Members of the public will benefit through improved understanding of science. 3DBioNet's focus area touches on topics where there is a lot of curiosity and debate regularly attracting media attention, e.g. on the replacement of animal experiments and the in vitro growing of tissues and organs. Each activity/grant will be accompanied by a lay report published on the network blog. Awardees will also be encouraged to produce short outreach videos about their work; these will be shared using our social media channels and embedded in our website. We will seek opportunities to engage with the media in relation to our projects and publications, and also each time our network's expertise is relevant to current news. We will contact relevant medical charities, e.g. those who would be impacted by the use of patient-derived in vitro tissue models for determining treatment, and invite representatives to our annual meetings. Members of the public will also benefit via the derived health and economic outputs of the research that will be accelerated by 3DBioNet. In the medium to long term, this area of science is likely to deliver progress in the development of innovative therapies (see examples below) and reduction of animal experiments used in the evaluation of the toxicity and efficacy of new drugs.
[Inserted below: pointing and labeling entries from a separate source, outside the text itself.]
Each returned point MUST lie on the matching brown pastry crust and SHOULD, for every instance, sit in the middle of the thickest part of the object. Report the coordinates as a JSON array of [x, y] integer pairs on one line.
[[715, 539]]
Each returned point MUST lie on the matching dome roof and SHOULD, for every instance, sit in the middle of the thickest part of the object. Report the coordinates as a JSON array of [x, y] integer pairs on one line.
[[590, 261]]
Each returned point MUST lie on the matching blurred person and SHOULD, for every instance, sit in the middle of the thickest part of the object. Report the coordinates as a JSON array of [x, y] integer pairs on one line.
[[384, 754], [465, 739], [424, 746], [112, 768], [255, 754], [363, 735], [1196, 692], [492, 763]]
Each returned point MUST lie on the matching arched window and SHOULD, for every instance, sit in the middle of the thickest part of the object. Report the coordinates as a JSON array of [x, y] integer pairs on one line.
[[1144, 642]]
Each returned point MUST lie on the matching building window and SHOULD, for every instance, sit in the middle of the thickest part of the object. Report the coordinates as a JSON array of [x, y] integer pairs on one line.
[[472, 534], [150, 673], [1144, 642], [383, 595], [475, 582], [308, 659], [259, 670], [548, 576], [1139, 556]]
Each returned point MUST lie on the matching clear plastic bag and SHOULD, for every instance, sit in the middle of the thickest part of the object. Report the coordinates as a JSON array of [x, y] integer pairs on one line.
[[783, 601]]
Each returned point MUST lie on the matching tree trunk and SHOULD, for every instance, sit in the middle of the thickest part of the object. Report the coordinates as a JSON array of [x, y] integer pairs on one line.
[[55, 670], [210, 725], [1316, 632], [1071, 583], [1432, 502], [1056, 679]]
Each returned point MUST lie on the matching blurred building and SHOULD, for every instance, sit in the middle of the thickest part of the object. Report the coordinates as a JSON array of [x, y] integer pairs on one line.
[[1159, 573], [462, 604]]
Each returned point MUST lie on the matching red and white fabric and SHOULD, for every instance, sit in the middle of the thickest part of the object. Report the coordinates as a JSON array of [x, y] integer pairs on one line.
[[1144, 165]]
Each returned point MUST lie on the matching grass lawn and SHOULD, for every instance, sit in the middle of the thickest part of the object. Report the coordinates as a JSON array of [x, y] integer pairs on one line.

Companies in the UK and elsewhere will benefit from 3DbioNet. This is clearly demonstrated by the high level of interest that our proposed network has already attracted at the time of submission. These include start-ups, more established SMEs, and large pharmaceutical companies, which are fully or partly involved in 3D cell culture and micro-tissues. They recognize the need and potential benefit of academic collaborations. As shown by the 13 industry letters of support attached to the proposal, areas of academic-industry collaborations could include tumour spheroids to test anticancer drugs (including personalized medicine based on individual-specific organoids), scaffold-based 3D models of other tissues for drug testing (including liver and cardiac toxicity, skin models), advanced analytical studies and mathematical modelling of these systems for improved better in vitro to in vivo inferences, storage, expansion and scale up of the production of micro-tissues, optimization and beta-testing of cell culture protocols, and, development of an analytical quality assurance training programme.